How this skill works

The skill shows how to build a HISAT2 index from a reference FASTA, optionally incorporating splice site and exon lists extracted from a GTF to improve alignment of spliced reads. It demonstrates direct alignment commands for paired and single reads, streaming output into samtools to produce sorted and indexed BAMs, and flags for stranded libraries, novel splice discovery, and read-group tagging.

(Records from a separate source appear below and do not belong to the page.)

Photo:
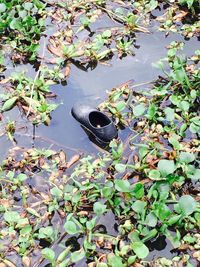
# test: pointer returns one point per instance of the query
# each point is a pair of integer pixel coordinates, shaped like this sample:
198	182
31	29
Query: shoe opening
98	120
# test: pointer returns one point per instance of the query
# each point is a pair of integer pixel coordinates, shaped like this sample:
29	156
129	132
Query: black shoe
95	121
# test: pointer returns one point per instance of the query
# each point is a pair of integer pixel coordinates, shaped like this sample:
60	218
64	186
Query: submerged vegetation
114	208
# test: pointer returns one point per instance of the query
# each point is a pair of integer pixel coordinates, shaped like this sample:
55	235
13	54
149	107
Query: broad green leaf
140	249
77	255
139	110
169	113
187	157
187	204
2	8
184	105
166	167
151	220
46	232
120	167
122	185
115	261
70	228
48	254
11	216
139	206
138	190
9	104
99	208
22	177
154	175
56	192
174	219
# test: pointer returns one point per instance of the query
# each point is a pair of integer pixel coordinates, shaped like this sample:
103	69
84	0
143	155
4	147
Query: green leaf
107	34
115	261
173	220
120	106
169	113
56	192
70	228
151	220
139	206
154	175
77	255
140	249
46	232
22	177
151	111
120	167
139	110
9	103
48	254
187	204
122	185
99	208
184	105
138	190
186	157
2	7
11	216
166	167
28	5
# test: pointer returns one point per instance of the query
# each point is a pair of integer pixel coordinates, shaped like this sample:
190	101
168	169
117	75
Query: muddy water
90	86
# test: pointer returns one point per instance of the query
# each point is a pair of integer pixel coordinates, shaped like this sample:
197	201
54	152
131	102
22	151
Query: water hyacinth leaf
99	208
56	192
46	232
140	249
139	206
122	185
173	140
138	190
166	167
22	177
187	204
120	106
48	254
169	113
2	8
151	220
193	173
163	190
115	261
11	216
9	104
139	110
154	175
151	111
120	167
77	255
107	34
173	220
184	106
70	228
187	157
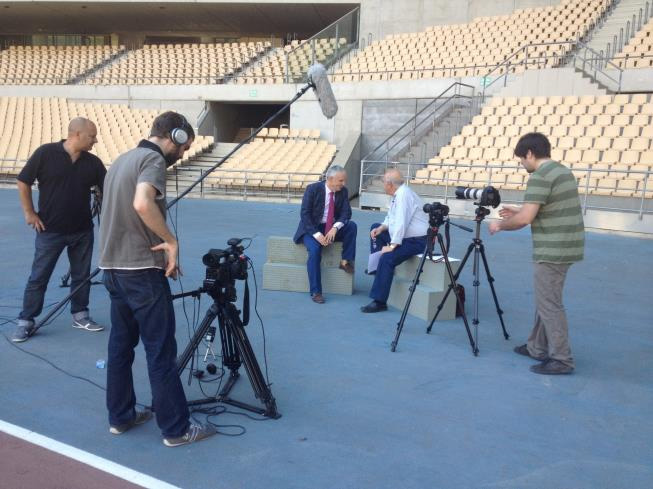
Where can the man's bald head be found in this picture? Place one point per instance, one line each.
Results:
(78, 124)
(392, 180)
(82, 134)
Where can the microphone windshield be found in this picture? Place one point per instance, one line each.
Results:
(317, 77)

It also describes a manual two-pass workflow: discover novel junctions across samples, merge them, and realign using the combined junction set to boost splice sensitivity.

When to use it

  • When STAR requires more memory than available (HISAT2 is much lighter).
  • For standard RNA-seq mapping where splice-aware alignment is needed.
  • When you want to discover novel splice junctions and reuse them across samples.
  • When preparing BAMs for downstream tools like featureCounts, StringTie, or htseq-count.
  • For workflows that require read-group information or specific strandedness handling.

Best practices

  • Build the index with splice_sites and exons from a trusted GTF to improve alignments.
  • Pipe HISAT2 output directly to samtools sort to avoid large intermediate SAM files.
  • Run a two-pass approach across samples to increase novel junction sensitivity when studying unannotated splicing.
  • Include appropriate --rna-strandness and read-group (--rg) tags for accurate quantification and metadata.
  • Check tool versions (hisat2, samtools) and adapt CLI flags if versions differ; capture HISAT2 stderr for the alignment summary.

Example use cases

  • Align paired-end human RNA-seq on a machine with ~8 GB RAM using a HISAT2 index built with GTF-derived splice sites.
  • Produce coordinate-sorted BAMs for featureCounts or name-sorted BAMs for htseq-count by piping to samtools with the appropriate sort mode.
  • Run a manual two-pass pipeline: discover novel splice junctions in pass 1, merge them, and realign all samples in pass 2.
  • Detect novel splicing events with --novel-splicesite-outfile and feed the combined catalog back with --novel-splicesite-infile.
  • Prepare alignments for transcript assembly by enabling --dta when planning to run StringTie or Cufflinks downstream.

FAQ

How much memory does HISAT2 need compared to STAR?

HISAT2 typically requires around 8 GB for a human genome index, whereas STAR usually needs on the order of ~30 GB.

Should I always build the index with splice and exon files?

It is recommended when you have a reliable annotation: adding splice_sites and exons improves spliced alignment sensitivity and accuracy.